L'appuntamento, previsto quest'anno per novembre, "da sempre è stato un’occasione di confronto e aggiornamento molto attesa dalla comunità scientifica e oggi percepiamo ancora di più l’esigenza di condividere le novità che riguardano la ricerca sulla Sla e aprire un confronto su quelle più promettenti", afferma il presidente di Arisla, Mario Melazzini sottolineando che "in occasione dello Sla Global Day, vogliamo ribadire il nostro impegno per garantire che questo patrimonio di conoscenza continui ad arricchirsi e possa portare a risposte concrete per i pazienti".

Negli anni – ricorda una nota- il costante finanziamento di Arisla di nuovi progetti, in particolar modo dei ‘Pilot Grant’, ovvero di studi con ipotesi di ricerca molto originali e innovative, ha permesso di avvicinare nuovi ricercatori allo studio della Sla, anche molto giovani: il 57% dei coordinatori dei Pilot Grant, infatti, non si era mai occupato prima di Sla e il 33% di loro aveva meno di 40 anni al momento del finanziamento. Tra i dati raccolti emerge che numerosi ricercatori hanno potuto dare continuità alla loro ricerca, producendo risultati che hanno consentito di ottenere fondi anche da altri enti, pubblici o privati, nazionali o internazionali. Inoltre, l’aver ricevuto un grant Arisla ha consentito di promuovere la collaborazione tra scienziati: l’85% degli articoli originali pubblicati da ricercatori Arisla sono derivati da collaborazioni internazionali o nazionali per la maggior parte guidate proprio da loro.

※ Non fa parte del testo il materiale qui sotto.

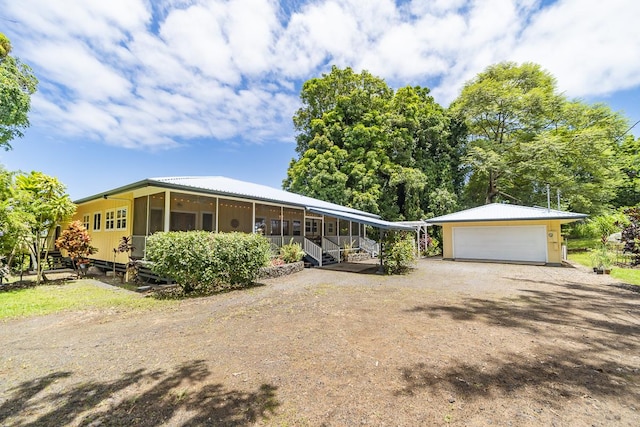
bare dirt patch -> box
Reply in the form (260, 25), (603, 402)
(0, 260), (640, 426)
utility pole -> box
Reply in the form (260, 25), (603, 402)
(547, 183), (551, 211)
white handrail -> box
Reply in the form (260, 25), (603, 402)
(302, 237), (322, 267)
(360, 237), (380, 257)
(322, 237), (340, 262)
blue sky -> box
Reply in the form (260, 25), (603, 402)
(0, 0), (640, 199)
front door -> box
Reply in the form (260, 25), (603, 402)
(304, 218), (322, 246)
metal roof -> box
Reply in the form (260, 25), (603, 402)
(425, 203), (587, 224)
(75, 176), (380, 219)
(307, 206), (418, 230)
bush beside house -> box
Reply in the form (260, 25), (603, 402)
(146, 231), (271, 294)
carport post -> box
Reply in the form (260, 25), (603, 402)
(378, 229), (384, 274)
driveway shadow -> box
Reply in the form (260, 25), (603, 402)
(0, 360), (280, 426)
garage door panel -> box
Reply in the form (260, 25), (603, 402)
(453, 225), (547, 262)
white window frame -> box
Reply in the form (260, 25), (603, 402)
(92, 211), (102, 231)
(104, 209), (116, 231)
(82, 214), (91, 230)
(115, 207), (128, 230)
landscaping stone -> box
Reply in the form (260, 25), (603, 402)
(258, 261), (304, 279)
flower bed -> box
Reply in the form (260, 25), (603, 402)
(258, 261), (304, 279)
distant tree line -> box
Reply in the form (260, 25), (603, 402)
(283, 62), (640, 220)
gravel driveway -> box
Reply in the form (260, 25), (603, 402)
(0, 259), (640, 426)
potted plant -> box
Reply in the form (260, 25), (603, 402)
(591, 245), (614, 274)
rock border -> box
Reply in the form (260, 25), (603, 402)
(258, 261), (304, 279)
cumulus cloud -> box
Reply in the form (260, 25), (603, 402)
(3, 0), (640, 149)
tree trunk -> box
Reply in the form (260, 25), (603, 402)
(485, 171), (500, 204)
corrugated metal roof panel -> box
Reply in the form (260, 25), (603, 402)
(148, 176), (380, 218)
(426, 203), (587, 224)
(307, 206), (418, 230)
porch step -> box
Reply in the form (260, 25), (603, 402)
(302, 253), (338, 268)
(322, 253), (338, 265)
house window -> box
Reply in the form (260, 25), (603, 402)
(271, 219), (281, 236)
(93, 212), (102, 231)
(104, 211), (116, 230)
(116, 208), (127, 230)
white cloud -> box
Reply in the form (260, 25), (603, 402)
(513, 0), (640, 96)
(3, 0), (640, 149)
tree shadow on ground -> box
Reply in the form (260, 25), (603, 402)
(407, 283), (640, 346)
(396, 349), (640, 407)
(396, 282), (640, 407)
(0, 360), (280, 427)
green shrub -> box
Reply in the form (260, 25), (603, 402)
(146, 231), (271, 294)
(383, 233), (416, 274)
(280, 239), (304, 264)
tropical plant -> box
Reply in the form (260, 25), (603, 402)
(382, 232), (417, 274)
(280, 239), (304, 264)
(8, 172), (76, 283)
(621, 207), (640, 265)
(56, 221), (98, 275)
(0, 33), (38, 150)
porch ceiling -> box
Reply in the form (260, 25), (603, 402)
(307, 206), (415, 231)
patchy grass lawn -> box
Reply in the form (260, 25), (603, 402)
(569, 252), (640, 286)
(0, 259), (640, 427)
(0, 280), (168, 319)
(566, 237), (600, 250)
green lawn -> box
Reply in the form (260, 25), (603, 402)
(0, 280), (170, 319)
(569, 252), (640, 285)
(565, 237), (600, 250)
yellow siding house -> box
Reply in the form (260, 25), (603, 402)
(73, 176), (414, 267)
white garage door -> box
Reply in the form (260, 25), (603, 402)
(453, 225), (547, 262)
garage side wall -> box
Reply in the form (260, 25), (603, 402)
(442, 220), (562, 264)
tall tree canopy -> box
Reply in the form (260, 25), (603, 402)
(283, 66), (463, 220)
(8, 172), (76, 283)
(0, 33), (38, 150)
(450, 62), (627, 213)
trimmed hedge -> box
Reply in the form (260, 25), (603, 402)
(146, 231), (271, 294)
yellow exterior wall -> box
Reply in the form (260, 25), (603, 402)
(72, 193), (133, 264)
(442, 220), (562, 264)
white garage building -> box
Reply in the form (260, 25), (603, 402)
(427, 203), (587, 265)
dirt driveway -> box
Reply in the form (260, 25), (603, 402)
(0, 260), (640, 426)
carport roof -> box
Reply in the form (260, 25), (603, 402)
(425, 203), (587, 225)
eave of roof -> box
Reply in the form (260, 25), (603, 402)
(307, 206), (418, 231)
(425, 203), (588, 225)
(75, 177), (380, 219)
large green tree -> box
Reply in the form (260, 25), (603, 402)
(451, 62), (627, 213)
(615, 135), (640, 207)
(283, 67), (462, 220)
(8, 172), (76, 283)
(0, 33), (38, 150)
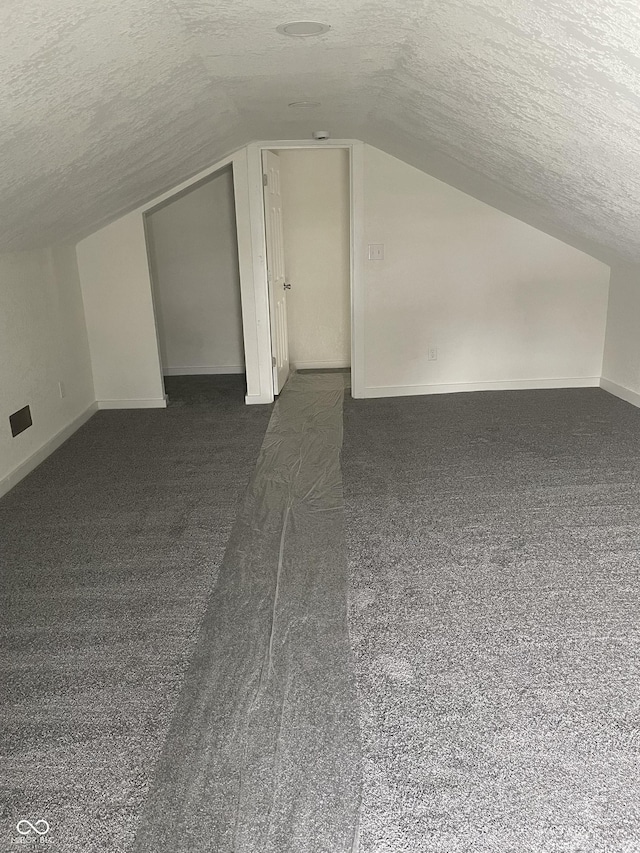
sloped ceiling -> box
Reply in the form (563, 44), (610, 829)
(0, 0), (640, 261)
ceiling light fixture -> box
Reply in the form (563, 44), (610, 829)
(276, 21), (331, 38)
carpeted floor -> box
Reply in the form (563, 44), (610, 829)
(0, 382), (640, 853)
(0, 377), (272, 853)
(134, 375), (362, 853)
(343, 389), (640, 853)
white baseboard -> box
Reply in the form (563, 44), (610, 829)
(291, 359), (350, 370)
(96, 396), (167, 409)
(0, 403), (98, 497)
(162, 364), (244, 376)
(364, 376), (600, 397)
(244, 394), (273, 406)
(600, 376), (640, 408)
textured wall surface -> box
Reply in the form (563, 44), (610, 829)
(0, 0), (640, 261)
(147, 169), (244, 374)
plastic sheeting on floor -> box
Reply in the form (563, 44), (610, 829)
(134, 374), (362, 853)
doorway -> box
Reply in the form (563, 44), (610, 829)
(145, 166), (245, 396)
(262, 147), (352, 394)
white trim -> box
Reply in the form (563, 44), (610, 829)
(246, 139), (365, 402)
(244, 394), (274, 406)
(291, 359), (350, 370)
(365, 376), (601, 397)
(350, 140), (365, 398)
(97, 395), (167, 409)
(162, 364), (244, 376)
(245, 142), (275, 403)
(0, 403), (98, 497)
(600, 376), (640, 408)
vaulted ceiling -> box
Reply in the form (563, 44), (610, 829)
(0, 0), (640, 261)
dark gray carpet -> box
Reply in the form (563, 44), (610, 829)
(164, 373), (247, 408)
(343, 389), (640, 853)
(0, 377), (272, 853)
(134, 375), (361, 853)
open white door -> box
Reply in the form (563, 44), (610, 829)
(262, 151), (289, 394)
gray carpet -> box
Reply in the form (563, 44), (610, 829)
(343, 389), (640, 853)
(134, 374), (361, 853)
(5, 382), (640, 853)
(0, 377), (272, 853)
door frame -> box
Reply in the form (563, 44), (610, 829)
(246, 139), (365, 402)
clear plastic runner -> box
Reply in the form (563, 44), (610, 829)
(133, 373), (362, 853)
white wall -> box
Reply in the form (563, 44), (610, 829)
(364, 146), (609, 396)
(77, 146), (273, 408)
(601, 265), (640, 406)
(0, 246), (95, 494)
(278, 148), (351, 368)
(147, 168), (244, 374)
(76, 213), (166, 408)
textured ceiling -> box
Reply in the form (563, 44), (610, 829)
(0, 0), (640, 261)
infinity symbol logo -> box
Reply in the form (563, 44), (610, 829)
(16, 818), (49, 835)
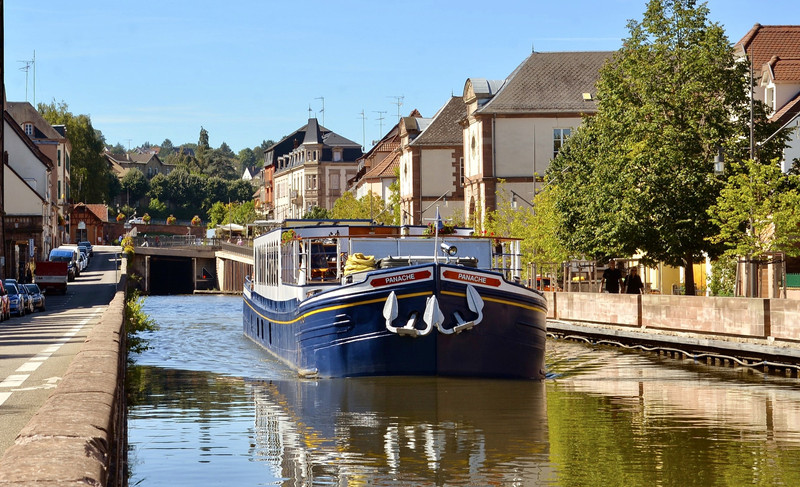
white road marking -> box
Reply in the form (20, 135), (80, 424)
(0, 306), (106, 406)
(0, 374), (30, 387)
(15, 361), (42, 372)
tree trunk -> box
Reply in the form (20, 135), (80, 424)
(683, 255), (696, 296)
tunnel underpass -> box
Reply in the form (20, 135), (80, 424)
(149, 256), (194, 295)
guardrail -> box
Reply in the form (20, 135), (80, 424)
(133, 235), (222, 248)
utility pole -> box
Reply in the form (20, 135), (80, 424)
(373, 110), (386, 140)
(389, 95), (405, 122)
(360, 108), (367, 152)
(0, 0), (6, 278)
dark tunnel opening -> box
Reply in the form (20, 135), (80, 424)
(150, 257), (194, 295)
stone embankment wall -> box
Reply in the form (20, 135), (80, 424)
(545, 292), (800, 346)
(0, 272), (127, 486)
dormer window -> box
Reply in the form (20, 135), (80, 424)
(764, 86), (775, 114)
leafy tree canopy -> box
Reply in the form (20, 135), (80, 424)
(37, 100), (112, 203)
(120, 169), (150, 204)
(708, 160), (800, 258)
(548, 0), (776, 294)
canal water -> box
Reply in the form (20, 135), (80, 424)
(128, 296), (800, 486)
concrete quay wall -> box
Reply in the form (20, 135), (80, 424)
(545, 292), (800, 350)
(0, 282), (127, 486)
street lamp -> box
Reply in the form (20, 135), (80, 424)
(508, 189), (533, 209)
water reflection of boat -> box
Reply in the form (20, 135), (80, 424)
(243, 220), (547, 379)
(251, 377), (550, 485)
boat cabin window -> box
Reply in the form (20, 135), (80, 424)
(281, 239), (340, 286)
(309, 240), (338, 281)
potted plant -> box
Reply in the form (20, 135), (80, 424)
(281, 230), (297, 245)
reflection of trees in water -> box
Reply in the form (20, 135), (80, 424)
(547, 341), (800, 485)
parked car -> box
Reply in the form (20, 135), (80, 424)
(11, 279), (33, 314)
(6, 284), (27, 316)
(0, 282), (11, 321)
(23, 284), (45, 311)
(78, 251), (89, 272)
(48, 247), (81, 281)
(78, 240), (94, 258)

Dagli studi finanziati negli anni da Arisla sono derivate 340 pubblicazioni (fonte Web of Science, periodo 2010 – maggio 2022). Il riconoscimento da parte della comunità internazionale dei risultati conseguiti è evidenziato anche da analisi bibliometriche basate su algoritmi sviluppati dai National Institutes of Health (NIH) americani che posizionano il 67% delle pubblicazioni Arisla tra gli articoli ad alto impatto nell'area scientifica di riferimento. Dall’osservazione dei risultati dei progetti finanziati da Arisla emerge che questi sono concentrati principalmente sullo studio dei meccanismi molecolari, tuttavia è stata rilevata una progressione interessante verso la ricerca preclinica più avanzata e la traslazionalità nella clinica.

Per quanto riguarda l'immediato futuro chiuso lo scorso 5 maggio, il Bando Arisla 2022 ha raccolto 85 candidature, confermando il forte interesse della comunità scientifica italiana a studiare la Sla. Potevano partecipare al Bando i ricercatori di università italiane e di istituti di ricerca pubblici e privati italiani non profit e presentare due tipologie di progetti, 'Pilot Grant' o 'Full Grant'. I primi sono hanno con lo scopo di testare proposte molto innovative e confermarne la validità, i secondi sono progetti che sviluppano ambiti di studio promettenti, già fondati su solide basi preliminari. La conclusione del processo di valutazione è prevista entro la fine del 2022.